The instructions for JavaScript are:

const { DynamoDBClient, ListTablesCommand } = require("@aws-sdk/client-dynamodb");
    
(async () => {
  const client = new DynamoDBClient({ region: "us-west-2" });
  const command = new ListTablesCommand({});
  try {
    const results = await client.send(command);
    console.log(results.TableNames.join("\n"));
  } catch (err) {
    console.error(err);
  }
})();

So const { DynamoDBClient, ListTablesCommand } = require("@aws-sdk/client-dynamodb"); according to the JS dependencies in practice article, this style of import statements should be translated to:

(ns lms-simple-lambda.lambda
  (:require ["mysql" :as mysql]
            ["@aws-sdk/client-dynamodb" :refer [DynamoDBClient ListTablesCommand]]))
    
(def ddb-client (DynamoDBClient. #js {:region "us-east-1"}))
(.send ddb-client (ListTablesCommand.))

While shadow-cljs makes it much more easy to require and use npm libraries, using those libraries means JavaScript interop. ClojureScript has great facilities for interacting its host environment, however this requires a solid understanding of the intricacies of the JavaScript ecosystem. The fact that I manage to import and use those libraries with my very limited knowledge of CommonJS, ES6 modules and the like is a testament to how useful and streamlined the shadow-cljs story is.

Step 4: packaging

When you’re done doing live coding in your connected, fast-feedback REPL environment it’s time to package and deploy as an AWS lambda function. Here shadow-cljs can also help us by doing a release build:

npx shadow-cljs release lambda --config-merge '{:output-to "dist/index.js"}'
cp package.json package-lock.json dist
cd dist
npm install --omit=dev
rm package-lock.json
zip -r lambda.zip .

In the script above we override the output directory so it goes to dist/ instead of out/ and we’ll use that as the root directory.
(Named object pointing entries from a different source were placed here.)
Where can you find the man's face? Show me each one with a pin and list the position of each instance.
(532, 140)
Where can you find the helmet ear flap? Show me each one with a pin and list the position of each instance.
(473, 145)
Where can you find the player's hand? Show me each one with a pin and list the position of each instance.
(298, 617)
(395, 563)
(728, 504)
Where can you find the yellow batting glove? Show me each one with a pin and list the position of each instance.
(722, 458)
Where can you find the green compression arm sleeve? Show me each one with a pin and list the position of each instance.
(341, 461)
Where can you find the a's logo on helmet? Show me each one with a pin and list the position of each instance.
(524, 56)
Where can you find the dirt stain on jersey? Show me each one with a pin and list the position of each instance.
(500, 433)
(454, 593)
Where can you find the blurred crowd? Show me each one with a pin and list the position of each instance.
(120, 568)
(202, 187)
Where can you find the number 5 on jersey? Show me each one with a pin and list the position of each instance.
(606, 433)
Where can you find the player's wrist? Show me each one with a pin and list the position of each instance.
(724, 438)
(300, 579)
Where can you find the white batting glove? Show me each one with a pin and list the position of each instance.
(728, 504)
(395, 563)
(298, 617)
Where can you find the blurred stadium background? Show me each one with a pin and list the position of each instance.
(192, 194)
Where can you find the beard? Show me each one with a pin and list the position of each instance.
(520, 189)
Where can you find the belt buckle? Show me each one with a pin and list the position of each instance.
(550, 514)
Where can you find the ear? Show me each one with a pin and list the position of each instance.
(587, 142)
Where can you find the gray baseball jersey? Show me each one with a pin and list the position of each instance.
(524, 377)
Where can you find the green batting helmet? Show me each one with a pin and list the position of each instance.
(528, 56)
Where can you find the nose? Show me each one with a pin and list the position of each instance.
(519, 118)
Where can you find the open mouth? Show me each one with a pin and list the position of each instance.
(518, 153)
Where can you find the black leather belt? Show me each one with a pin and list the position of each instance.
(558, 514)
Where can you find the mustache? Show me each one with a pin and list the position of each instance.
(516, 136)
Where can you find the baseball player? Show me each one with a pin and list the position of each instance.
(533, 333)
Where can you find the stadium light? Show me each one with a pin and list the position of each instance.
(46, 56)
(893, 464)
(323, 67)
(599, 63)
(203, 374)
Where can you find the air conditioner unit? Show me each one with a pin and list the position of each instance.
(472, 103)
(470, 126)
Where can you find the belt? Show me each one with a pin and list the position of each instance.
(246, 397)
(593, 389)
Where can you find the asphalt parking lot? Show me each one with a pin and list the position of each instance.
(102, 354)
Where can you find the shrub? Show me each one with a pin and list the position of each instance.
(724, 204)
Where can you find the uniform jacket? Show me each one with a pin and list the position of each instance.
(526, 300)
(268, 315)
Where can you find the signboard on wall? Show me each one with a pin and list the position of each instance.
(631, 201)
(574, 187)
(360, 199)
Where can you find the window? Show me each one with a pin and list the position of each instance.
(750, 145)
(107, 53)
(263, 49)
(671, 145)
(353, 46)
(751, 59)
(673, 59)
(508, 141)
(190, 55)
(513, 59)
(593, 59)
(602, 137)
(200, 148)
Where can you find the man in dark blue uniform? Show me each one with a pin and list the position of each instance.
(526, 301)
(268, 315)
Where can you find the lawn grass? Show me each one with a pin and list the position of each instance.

The final step is to copy the node artifacts, install dependencies with npm this time in the root directory, and zip everything up in a final package ready to be deployed to AWS lambda.

Extras

clojure-lsp can’t find npx

In my particular local configuration I use rtx for installing various runtime environments (like node) and clojure-lsp as LSP server. clojure-lsp tries to invoke npx shadow-cljs classpath to get the project classpath, but it can’t find the npx binary. I solved this issue by creating a .lsp/config.edn file in my project directory with the following:

{:project-specs [{:project-path "shadow-cljs.edn"
                  :classpath-cmd ["/full/path/to/your/rtx/installs/node/18.16.1/bin/npx" "shadow-cljs" "classpath"]}]}

Default cider nREPL connection options

Cider supports setting default settings for when you connect to nREPL via a .dir-locals.el file:

((nil . ((cider-default-cljs-repl . shadow)
         (cider-shadow-default-options . ":lambda"))))

This is not specific to shadow-cljs, but it helps us tell cider which type of ClojureScript REPL we are dealing with, as well as the name of our build so we don’t have to select it every time we connect to the nREPL server.